Born in 1950, Carlo grew up in a sprawling Italianate villa in Cleveland “filled with relatives from Italy, people my grandmother took in, the most interesting characters. On any given night, if you walked into the parlor, you'd see actors, singers, musicians.”  Carlo’s mother played and taught piano, so at seven he started studying the piano. At thirteen, his family moved to Florence. That year, in school, he heard his first classical guitar concert. On the spot he knew guitar was his instrument. He started lessons; the piano was soon eclipsed. Later the same year, hearing his first de Falla piece—“Nights in the Garden of Spain”—sparked a lifelong commitment to the music of Spain and Hispanic America.

In 1968, he entered the Rome branch of Loyola University. Simultaneously, he began an intense five year apprenticeship under guitar master Sergio Notaro. Notaro was a distinguished disciple of Andres Segovia, the giant who reinvented the guitar as a concert instrument. Not long after, at a concert in Rome, Carlo heard Segovia himself—a transcendent experience. For Carlo, Segovia’s playing transformed Sor’s “Mozart Variations” from a piece he despised to one he couldn’t wait to play.

The next summer, at Notaro’s urging, was the first of six spent studying guitar in Spain, initially under Jose Thomas and then under Segovia himself. More than student and master, Carlo and his mentor became lifelong friends. Carlo continued visiting Segovia almost every summer until the maestro’s death in 1987.

In 1969 Carlo transferred from Loyola to Rome’s Morlacchi Conservatory for studies in music theory in parallel with Sergio Notaro's tutelage in performance. In 1973, with a Master’s in hand from the Conservatory, Carlo was honored by Notaro with an instructorship at his Institute for the Classic Guitar. A year later Carlo moved to Dallas to launch his performing career in the U.S.

Soon Carlo was touring nationally and internationally, playing both solo and with orchestras. He accepted teaching positions at several Texas universities and, like Segovia, he remains deeply committed to nurturing gifted young guitarists. In 1982 he made his Carnegie Hall debut. He has toured most of Europe, most of South America, Mexico, and China. His concerts have been televised and broadcast nationwide in the U.S., Spain and China (the Chinese audience was three million).

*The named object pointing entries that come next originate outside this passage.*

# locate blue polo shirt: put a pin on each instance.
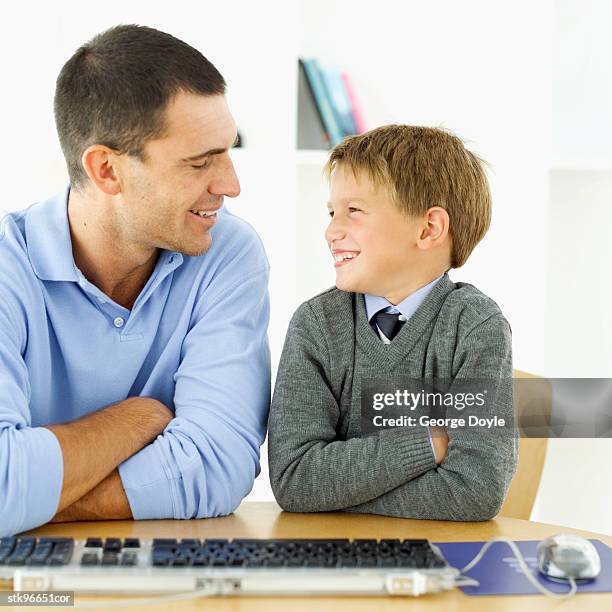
(195, 339)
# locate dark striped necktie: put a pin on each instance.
(388, 323)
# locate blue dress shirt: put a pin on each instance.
(195, 339)
(407, 307)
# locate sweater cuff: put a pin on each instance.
(409, 451)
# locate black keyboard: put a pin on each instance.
(27, 550)
(220, 553)
(295, 553)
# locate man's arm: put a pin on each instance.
(208, 456)
(93, 446)
(107, 500)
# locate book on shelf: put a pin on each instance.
(327, 109)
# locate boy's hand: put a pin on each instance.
(439, 439)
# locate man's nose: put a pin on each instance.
(226, 181)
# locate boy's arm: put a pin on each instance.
(471, 483)
(310, 470)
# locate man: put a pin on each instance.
(134, 364)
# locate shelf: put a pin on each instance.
(586, 165)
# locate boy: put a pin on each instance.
(406, 205)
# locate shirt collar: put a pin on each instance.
(407, 307)
(50, 244)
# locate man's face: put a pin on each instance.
(372, 242)
(187, 169)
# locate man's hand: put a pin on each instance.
(93, 447)
(105, 501)
(439, 439)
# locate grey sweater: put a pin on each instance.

Playing over 60 concerts a year for three decades, Carlo has grown into the foremost proponent and interpreter of the guitar composers of this century and the last—particularly composers from the Spanish-speaking world. Officially recognizing that role, in 2000 Spain invited him to play before King Juan Carlos at the national festival honoring Hispanic culture.

In his performing, as in his teaching, Carlo continues to carry the torch for the unbending Segovia tradition: technique as an instrument of passion rather than as an end; phrasing and tempo ruled by the drama of the music, not by the metronome; the widest possible range of expression, tonal colors and timbres, uncompromised by the pressure to play loud for large concert halls; interpretation that follows the dictates of the heart, not the trendy tastes of the critics and the conservatories. And, just like his great mentor, closest to his heart are those who write for the guitar today and those who will play it tomorrow.